Tout au long des 70 km de la route sinueuse qui sépare Douala et Limbé, petite ville balnéaire du sud-ouest séparatiste du Cameroun, le dispositif sécuritaire est impressionnant ce 20 janvier. Armes au poing, visage cagoulé, des centaines de soldats du bataillon d’intervention rapide (BIR), force d’élite camerounaise, répartis en petits groupes, sont visibles dans les palmerais qui parsèment le bord de cet axe routier aux multiples barrages. De nombreux convois militaires, équipés d’armes sophistiquées, défilent à toute vitesse.

Au fur et à mesure que l’on se rapproche de la ville de Limbé, où se jouent principalement les matchs du groupe F de la Coupe d’Afrique des Nations (édition de 2021 reportée), le dispositif est renforcé. Outre quelques affiches annonçant les couleurs de la compétition, ce qui retient d’emblée l’attention du visiteur, ce sont ces militaires qui montent la garde tous les 100 mètres environ, et qui donnent à cette localité, jadis paisible, un décor digne d’un film de guerre hollywoodien: “Chaque jour de match, c’est ainsi depuis le début de la compétition. Nous nous habituons à leur présence”, lance au micro de Sputnik l’employé d’une station-service à l’entrée de Limbé.

En effet, Limbé est située dans le sud-ouest, l’une des deux régions anglophones du Cameroun (avec le nord-ouest) plongées depuis 2017 dans un violent conflit qui oppose l’armée régulière aux groupes séparatistes. Une guerre qui a déjà fait plus de 6.000 morts et contraint des centaines de milliers de personnes à quitter leur domicile.

“La CAN ne m’intéresse pas vraiment”

Si la ville n’a pas jusqu’ici fait l’objet d’attaques d’envergure depuis le début de ce conflit,-contrairement à Buea, chef-lieu de la région,- les groupes armés avaient annoncé leur intention de perturber le déroulement de la compétition. Pour taire les inquiétudes, Yaoundé a entrepris le déploiement de soldats supplémentaires dans les régions anglophones. Ce 20 janvier, jour de matchs (Sierra Leone- Guinée Equatoriale (0-1) et Gambie-Tunisie (1-0)), le dispositif a été renforcé et les populations vaquent à leurs occupations au milieu de ce cordon sécuritaire. Plus loin du centre-ville, au lieu-dit Down beach, au bord de la mer, de nombreux pêcheurs comme Jerry T, vérifient et réparent leur équipement, s’apprêtant à rejoindre la mer.
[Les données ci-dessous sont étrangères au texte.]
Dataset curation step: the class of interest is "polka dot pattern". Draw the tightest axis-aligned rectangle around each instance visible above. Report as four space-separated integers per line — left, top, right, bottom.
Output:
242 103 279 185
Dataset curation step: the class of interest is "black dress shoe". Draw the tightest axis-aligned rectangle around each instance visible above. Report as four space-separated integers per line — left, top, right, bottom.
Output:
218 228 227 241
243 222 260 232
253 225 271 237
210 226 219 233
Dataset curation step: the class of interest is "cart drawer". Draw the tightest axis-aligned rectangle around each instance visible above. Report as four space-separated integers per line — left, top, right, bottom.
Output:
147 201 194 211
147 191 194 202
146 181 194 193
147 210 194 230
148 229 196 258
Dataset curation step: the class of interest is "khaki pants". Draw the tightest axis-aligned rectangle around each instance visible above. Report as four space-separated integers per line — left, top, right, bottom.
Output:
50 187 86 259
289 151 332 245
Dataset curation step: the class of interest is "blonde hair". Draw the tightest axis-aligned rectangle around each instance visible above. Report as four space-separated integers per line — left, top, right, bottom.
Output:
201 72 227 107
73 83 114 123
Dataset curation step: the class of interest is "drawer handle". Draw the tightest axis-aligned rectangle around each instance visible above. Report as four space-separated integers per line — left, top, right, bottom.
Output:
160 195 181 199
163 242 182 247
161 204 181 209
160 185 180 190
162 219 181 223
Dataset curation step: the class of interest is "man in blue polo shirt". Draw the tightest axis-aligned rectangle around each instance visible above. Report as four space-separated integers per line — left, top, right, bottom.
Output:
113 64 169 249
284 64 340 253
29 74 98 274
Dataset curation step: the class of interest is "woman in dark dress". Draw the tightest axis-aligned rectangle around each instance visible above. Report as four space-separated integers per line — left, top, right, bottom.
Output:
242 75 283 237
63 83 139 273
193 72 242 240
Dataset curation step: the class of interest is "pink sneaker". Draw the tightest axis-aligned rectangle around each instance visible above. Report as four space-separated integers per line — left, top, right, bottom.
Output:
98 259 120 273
Sur les terrasses de commerce aménagées au bord de l’eau, Alex D, ressortissant de la partie francophone du pays, et qui vit dans la localité depuis 20 ans, arbore fièrement un maillot des Lions indomptables. Ce fan de foot, détenteur d’un débit de boisson dans le coin, vit la CAN à sa manière.

“Je ne peux pas risquer ma vie pour le foot”

Cependant, certains comme John P, consommateur installé dans l’un des bars du coin, craignent pour leur vie. Le quinquagénaire prend très au sérieux les menaces séparatistes: “je ne peux pas risquer ma vie pour le foot”.

Le 12 janvier, trois jours après le début de la compétition, des tirs entre militaires et des hommes armés ont fait des blessés, selon des sources locales, dans la ville de Buea où se trouve un terrain d’entraînement des équipes. Un incident qui n’a cependant pas perturbé le déroulement de la compétition dans la région, laquelle a fait l’objet de nombreuses attaques à la bombe depuis la fin d’année 2021.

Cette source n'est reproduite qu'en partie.